Yeni başkan esas sınavı önümüzdeki dönemde verecek. PPK enflasyonda düşüşün “kısa vadede devam edeceğini” öngörüyor. “Bununla birlikte çekirdek enflasyon eğilimindeki iyileşmenin sınırlı olması likidite politikasındaki sıkı duruşun korunmasını gerektirmektedir” uyarısını da hemen ekliyor. PPK ayrıca Ağustos 2015’de açıklanan “sadeleştirme” politikasının geçerliliğini koruduğunu, enflasyon düşmeye devam ettiği takdirde faiz koridorunu daraltılmaya devam edeceğini, son faiz indiriminin “ölçülü bir adım” olduğunu vurguluyor.

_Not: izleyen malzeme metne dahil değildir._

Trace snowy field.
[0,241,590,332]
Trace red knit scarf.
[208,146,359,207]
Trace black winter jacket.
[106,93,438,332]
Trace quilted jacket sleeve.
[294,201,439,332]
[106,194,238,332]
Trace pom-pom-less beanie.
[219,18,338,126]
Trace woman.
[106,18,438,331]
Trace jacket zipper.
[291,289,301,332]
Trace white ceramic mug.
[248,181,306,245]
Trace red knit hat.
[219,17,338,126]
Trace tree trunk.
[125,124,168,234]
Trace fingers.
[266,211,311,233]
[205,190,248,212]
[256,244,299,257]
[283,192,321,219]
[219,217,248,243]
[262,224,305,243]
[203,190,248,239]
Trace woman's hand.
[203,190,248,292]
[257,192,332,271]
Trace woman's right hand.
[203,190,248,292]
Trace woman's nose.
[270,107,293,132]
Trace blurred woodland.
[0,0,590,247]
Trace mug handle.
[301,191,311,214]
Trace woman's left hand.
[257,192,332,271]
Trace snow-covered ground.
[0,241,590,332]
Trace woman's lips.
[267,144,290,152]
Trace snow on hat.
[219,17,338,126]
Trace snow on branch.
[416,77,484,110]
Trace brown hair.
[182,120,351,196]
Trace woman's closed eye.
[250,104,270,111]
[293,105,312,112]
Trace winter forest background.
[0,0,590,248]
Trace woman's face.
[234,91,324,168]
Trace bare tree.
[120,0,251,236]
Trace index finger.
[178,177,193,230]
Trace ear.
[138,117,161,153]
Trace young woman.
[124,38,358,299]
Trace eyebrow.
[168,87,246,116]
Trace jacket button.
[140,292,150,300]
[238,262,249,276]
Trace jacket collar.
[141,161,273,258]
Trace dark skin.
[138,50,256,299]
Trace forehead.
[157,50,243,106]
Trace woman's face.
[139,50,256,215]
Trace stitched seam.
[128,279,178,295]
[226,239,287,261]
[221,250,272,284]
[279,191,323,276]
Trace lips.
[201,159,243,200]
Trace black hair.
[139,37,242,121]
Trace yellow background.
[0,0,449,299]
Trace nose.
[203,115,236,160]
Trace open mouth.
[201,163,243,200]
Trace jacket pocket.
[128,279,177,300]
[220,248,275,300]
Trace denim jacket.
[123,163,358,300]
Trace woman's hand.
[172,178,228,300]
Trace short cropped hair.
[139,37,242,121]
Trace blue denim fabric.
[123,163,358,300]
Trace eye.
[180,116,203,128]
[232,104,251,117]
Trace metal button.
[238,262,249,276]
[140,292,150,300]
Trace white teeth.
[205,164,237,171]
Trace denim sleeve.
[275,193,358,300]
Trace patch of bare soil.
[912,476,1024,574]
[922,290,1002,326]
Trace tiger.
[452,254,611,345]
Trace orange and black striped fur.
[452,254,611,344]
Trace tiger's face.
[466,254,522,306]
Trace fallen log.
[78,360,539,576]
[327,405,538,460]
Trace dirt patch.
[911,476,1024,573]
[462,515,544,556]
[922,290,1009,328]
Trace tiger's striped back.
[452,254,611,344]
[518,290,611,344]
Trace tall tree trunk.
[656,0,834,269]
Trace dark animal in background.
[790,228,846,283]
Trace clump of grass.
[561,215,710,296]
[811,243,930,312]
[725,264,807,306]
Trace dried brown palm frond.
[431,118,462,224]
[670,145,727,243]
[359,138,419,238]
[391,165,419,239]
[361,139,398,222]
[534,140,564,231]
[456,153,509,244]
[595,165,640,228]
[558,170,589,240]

Bu ifadeler para politikası cephesinde şimdilik yeni bir şey olmadığını gösteriyor. Bankaların ana maliyetini oluşturan dolayısıyla piyasa faizlerini belirleyen Merkez Bankası ortalama fonlama faizi PPK toplantısının ertesi günü yüzde 8,65’ten 8,45’e geriledi. Biraz daha gevşeyebilir. Kredi faizlerinde de bu ölçüde sınırlı indirimler makuldür. Ancak bu gelişmelerin talep edilen radikal faiz indiriminin yanına bile yaklaşamadığı açık. Yeni başkanın Erdem Başçı’nın maruz kaldığı ağır siyasal baskıyı yaşamaması için önümüzdeki dönemde enflasyonun düşmeye devam etmesi gerekiyor. Bu durumda Merkez Bankası faiz koridorun üst sınırını aşağıya çekmeye devam ederek fiili fonlama faizini de adım adım indirebilir. Bu radikalleri tatmin eder mi bilemiyorum ama Saray’dan gelebilecek öfke patlamasını daha bir süre engeller.
Ancak sorun şu ki enflasyon direnebilir, hatta yeniden yükselebilir. Enflasyon beklentilerinde iyileşme şimdilik sınırlı: Yılsonu beklentisi yüzde 8,3’ten 7,9’a, 12 aylık beklenti ise yüzde 7,9’dan sadece 7,8’e gerilemiş durumda. IMF iki hafta önce açıkladığı küresel raporunda Türkiye için yıllık enflasyon tahminini büyük ölçüde yukarı revize ederek yüzde 9,8’e yükseltti. IMF tahminleri genelde geriden gelir ve her zaman isabetli değildir ama yine de enflasyon bahsinde iyimserliği gölgelediği açık. FED’in faiz artışlarına şimdilik ara vermesi kurda soluklanmaya fırsat veriyor ama yılın ikinci yarısında durum değişebilir.
Önümüzdeki aylarda enflasyonda belirgin bir düşü olmazsa Merkez Bankası ne yapacak? Para politikasında ilan ettiği “sıkı duruşa” devam mı edecek yoksa radikallerin talep ettiği faiz indirimlerine “ölçülü” de olsa devam mı edecek? Para politikasında maceraya “cesaret” edilip edilmeyeceğini o zaman anlayacağız.